Monitoring Inclusive Schools
In my own school, when a new building was being designed about 11 years ago to shift into, the administration focused on building a school that was more accommodative. The building includes an elevator, which is rare in my country, to facilitate those who are on wheel-chairs. The school also has ramps to help students with special needs move more comfortably around the building. This is related to the physical infrastructure of a school building.
If I consider other features, one is that students with special needs are facilitated during different activites and events throughout the year. Also, they are not overtly treated as being different to other students, so that they feel they fit in. One of my students is born with a missing limb. His teachers do not treat him differently to other students in his class, but they do monitor and assist him wherever needed. He is a confident speaker and has participated in an international speech contest last year, with the support of his teachers.

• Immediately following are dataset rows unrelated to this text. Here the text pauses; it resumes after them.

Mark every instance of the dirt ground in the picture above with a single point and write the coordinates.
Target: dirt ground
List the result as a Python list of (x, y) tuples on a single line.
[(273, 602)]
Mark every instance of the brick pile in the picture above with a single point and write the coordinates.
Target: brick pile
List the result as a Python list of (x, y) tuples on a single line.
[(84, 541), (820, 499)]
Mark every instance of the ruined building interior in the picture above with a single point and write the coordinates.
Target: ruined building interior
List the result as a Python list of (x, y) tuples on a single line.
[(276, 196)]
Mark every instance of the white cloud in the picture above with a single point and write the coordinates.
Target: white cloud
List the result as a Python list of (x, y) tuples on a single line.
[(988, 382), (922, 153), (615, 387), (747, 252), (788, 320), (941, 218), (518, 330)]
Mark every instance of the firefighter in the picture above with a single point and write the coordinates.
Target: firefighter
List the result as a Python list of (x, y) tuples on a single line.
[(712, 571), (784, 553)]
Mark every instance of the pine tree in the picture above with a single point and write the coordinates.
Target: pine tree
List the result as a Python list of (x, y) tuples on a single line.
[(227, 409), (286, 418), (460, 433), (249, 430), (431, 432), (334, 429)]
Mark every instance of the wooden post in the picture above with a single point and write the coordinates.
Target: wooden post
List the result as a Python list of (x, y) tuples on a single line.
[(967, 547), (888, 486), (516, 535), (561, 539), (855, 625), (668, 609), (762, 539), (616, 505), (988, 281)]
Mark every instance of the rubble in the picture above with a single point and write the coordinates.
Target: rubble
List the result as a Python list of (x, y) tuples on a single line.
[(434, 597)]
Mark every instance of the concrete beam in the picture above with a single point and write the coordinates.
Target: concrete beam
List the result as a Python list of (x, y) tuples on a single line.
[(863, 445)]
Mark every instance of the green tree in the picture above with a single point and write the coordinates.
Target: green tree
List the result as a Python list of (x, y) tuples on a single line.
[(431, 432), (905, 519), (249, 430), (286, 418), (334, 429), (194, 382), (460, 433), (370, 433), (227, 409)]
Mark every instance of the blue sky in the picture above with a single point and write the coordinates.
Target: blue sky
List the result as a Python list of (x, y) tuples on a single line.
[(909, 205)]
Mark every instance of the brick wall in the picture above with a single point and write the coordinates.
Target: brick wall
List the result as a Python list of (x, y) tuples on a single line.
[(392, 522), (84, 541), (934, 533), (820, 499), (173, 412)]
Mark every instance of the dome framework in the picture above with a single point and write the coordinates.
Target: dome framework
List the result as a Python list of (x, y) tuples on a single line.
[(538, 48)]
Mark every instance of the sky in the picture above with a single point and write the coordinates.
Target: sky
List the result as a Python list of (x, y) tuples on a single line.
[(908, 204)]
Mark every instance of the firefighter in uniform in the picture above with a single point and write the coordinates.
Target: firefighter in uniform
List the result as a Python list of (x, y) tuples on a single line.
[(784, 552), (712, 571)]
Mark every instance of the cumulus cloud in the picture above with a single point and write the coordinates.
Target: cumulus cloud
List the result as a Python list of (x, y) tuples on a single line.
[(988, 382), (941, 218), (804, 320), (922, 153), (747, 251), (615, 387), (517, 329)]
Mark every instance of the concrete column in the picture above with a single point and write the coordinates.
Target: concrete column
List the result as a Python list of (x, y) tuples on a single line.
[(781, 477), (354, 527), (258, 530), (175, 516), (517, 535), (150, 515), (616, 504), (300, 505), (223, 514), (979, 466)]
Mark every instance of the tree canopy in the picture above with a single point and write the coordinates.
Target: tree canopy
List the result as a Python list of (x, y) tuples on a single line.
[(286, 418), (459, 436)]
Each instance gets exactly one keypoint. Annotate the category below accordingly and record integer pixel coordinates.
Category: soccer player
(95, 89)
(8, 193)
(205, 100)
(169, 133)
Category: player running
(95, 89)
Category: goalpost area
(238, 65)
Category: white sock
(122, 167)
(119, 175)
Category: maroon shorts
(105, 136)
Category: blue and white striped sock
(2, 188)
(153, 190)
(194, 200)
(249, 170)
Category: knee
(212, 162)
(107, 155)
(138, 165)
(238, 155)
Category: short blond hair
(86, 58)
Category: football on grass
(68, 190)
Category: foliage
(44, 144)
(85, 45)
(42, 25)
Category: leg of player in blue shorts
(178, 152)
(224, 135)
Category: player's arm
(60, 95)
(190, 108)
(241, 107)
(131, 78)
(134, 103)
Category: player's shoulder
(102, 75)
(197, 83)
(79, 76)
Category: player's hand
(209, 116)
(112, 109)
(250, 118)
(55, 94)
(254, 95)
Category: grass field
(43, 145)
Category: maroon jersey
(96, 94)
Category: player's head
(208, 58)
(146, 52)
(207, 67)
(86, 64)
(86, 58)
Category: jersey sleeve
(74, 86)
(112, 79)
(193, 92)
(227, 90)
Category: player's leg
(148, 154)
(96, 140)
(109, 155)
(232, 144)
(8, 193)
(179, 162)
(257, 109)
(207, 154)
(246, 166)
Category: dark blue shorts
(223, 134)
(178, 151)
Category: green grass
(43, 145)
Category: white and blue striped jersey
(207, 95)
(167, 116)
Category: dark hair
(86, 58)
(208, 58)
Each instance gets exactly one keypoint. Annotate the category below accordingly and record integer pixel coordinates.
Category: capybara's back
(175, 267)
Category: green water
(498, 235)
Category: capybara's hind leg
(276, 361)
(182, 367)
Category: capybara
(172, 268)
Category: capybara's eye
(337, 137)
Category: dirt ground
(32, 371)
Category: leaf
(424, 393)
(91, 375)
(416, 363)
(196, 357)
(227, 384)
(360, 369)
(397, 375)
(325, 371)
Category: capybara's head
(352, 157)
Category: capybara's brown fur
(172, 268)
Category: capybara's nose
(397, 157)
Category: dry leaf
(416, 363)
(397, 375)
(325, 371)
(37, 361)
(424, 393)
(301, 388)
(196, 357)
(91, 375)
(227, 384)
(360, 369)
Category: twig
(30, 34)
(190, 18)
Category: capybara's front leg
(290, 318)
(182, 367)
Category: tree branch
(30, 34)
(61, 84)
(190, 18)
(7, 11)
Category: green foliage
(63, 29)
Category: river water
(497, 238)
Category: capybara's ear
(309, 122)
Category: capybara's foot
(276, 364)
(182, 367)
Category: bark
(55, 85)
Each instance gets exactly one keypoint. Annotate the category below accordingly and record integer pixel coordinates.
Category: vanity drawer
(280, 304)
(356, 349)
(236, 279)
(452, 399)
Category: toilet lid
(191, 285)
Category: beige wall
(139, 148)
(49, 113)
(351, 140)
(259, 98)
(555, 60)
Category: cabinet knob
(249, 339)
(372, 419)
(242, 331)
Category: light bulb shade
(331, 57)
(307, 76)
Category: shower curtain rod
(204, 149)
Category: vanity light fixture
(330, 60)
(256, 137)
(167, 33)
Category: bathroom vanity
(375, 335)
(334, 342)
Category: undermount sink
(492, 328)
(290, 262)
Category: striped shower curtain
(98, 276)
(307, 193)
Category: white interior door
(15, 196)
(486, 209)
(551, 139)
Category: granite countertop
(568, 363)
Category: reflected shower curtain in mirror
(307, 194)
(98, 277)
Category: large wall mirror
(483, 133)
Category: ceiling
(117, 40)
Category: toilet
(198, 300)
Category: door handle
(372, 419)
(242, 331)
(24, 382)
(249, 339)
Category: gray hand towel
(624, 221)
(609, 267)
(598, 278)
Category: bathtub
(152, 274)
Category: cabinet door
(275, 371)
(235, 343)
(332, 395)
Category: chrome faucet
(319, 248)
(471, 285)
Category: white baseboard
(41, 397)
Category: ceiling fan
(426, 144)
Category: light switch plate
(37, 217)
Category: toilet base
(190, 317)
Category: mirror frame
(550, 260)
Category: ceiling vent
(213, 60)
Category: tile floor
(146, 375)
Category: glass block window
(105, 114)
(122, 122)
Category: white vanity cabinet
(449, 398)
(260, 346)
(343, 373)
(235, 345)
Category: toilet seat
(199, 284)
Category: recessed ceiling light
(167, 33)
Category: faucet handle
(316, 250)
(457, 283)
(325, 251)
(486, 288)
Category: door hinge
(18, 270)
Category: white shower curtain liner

The essence of inclusive practices are best felt by learners much more than administrators, teachers or even other stakeholders. I say this from my experience with a virtually impaired learner that I was teaching in a given course in a higher learning institution. During the entire course the learner had one handy assistant (peer) who could help carry the braille, seat or even notebooks. At the start of a different learning season with new courses on board to be taught, this same special needs student apparently found themselves once again in my large that I was assigned to teach! The turning point is this - when a colleague with whom I share the course advised and even offered to enroll the special needs student in her class at least for a change of teacher and classmates,word cannot explain how elated this special needs student was! The student was happy to meet a new teacher and make new friends.